A rich understanding of the redemptive work of Christ is seen in the Old Testament.

1. Kopher means “a ransom price.” It refers to the redemption of a person who, apart from that redemption would die. If your animal killed someone and you knew that animal was dangerous, you could forfeit your life. Old Testament law provided a way the owner could come to an agreement with the relatives of the deceased, and it would be possible for him to pay a ransom price. This ransom price was called the “kopher”.

a. Jesus ransomed us from not only sin’s power; He delivered us from death which is the punishment God established for transgressions.

2. The last word we will look at is go’el which means “kinsman-redeemer”. Here was a principle of Jewish law that property should remain within a family if possible. So, if a Jewish person lost his or her share of the land through debt or some other means, an obligation evolved on a near relative (if there was one) to buy the property back again. This close relative was a “kinsman” and if willing and able to purchase the property and restore it to the family, he became a “kinsman-redeemer. In some cases, where there was no male heir to inherit the property, the duty of the kinsman extended to marrying the widow in order to raise up an heir.

There were three qualifications in order to be a kinsman-redeemer:

a. He had to be a close relative (a stranger would not do).

b. He had to be willing to take on this responsibility (nobody could be compelled to do this work).

c. He had to be able to pay the ransom price (he had to have sufficient means at his disposal).

RUTH: A ROMANCE OF REDEMPTION. All three conditions of the kinsman-redeemer were fulfilled in our Lord Jesus. The book of Ruth makes these truths vivid. It is the story of Ruth and her kinsman-redeemer, Boaz.

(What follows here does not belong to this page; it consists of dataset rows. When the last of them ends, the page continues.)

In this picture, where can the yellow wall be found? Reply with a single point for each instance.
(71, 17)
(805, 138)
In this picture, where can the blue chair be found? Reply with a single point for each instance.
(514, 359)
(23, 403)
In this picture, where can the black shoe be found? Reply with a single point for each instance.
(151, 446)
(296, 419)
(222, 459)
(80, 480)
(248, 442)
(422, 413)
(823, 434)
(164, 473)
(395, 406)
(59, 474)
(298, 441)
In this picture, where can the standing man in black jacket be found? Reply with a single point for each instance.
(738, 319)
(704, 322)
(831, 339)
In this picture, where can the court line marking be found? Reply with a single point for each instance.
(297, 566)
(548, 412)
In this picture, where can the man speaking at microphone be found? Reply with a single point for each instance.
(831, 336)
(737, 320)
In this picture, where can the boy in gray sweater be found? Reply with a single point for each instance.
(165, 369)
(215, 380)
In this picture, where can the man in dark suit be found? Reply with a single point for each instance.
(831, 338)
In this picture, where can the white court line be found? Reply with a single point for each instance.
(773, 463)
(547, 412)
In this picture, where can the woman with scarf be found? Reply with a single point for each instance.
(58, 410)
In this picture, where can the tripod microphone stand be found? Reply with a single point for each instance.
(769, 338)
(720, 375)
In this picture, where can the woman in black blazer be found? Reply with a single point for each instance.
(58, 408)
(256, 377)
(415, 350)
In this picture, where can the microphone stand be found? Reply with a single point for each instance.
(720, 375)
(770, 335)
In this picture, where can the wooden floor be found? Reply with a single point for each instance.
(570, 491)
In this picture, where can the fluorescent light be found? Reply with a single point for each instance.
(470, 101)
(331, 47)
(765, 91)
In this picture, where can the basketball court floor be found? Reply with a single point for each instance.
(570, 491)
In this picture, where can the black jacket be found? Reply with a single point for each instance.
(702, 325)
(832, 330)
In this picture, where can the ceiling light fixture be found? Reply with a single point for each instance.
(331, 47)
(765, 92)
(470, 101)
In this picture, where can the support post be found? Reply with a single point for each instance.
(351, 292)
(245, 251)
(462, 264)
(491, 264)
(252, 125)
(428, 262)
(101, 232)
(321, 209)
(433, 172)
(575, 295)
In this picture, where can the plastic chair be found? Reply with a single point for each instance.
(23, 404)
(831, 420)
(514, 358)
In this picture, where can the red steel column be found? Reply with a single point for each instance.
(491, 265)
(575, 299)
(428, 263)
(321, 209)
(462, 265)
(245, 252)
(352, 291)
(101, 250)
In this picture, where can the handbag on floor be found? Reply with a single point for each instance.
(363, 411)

In redeeming us, Jesus fulfilled similar qualification: 1) He became our kinsman by the incarnation, being born in this very town of Bethlehem, 2) He was willing to be our Redeemer, because of His great love for us, 3) He was able to redeem us, because He alone could provide an adequate redemption price by dying. Job 19:25-27

The redemption of Ruth may not have cost Boaz a great deal, at the most money; but our redemption cost Jesus Christ His life.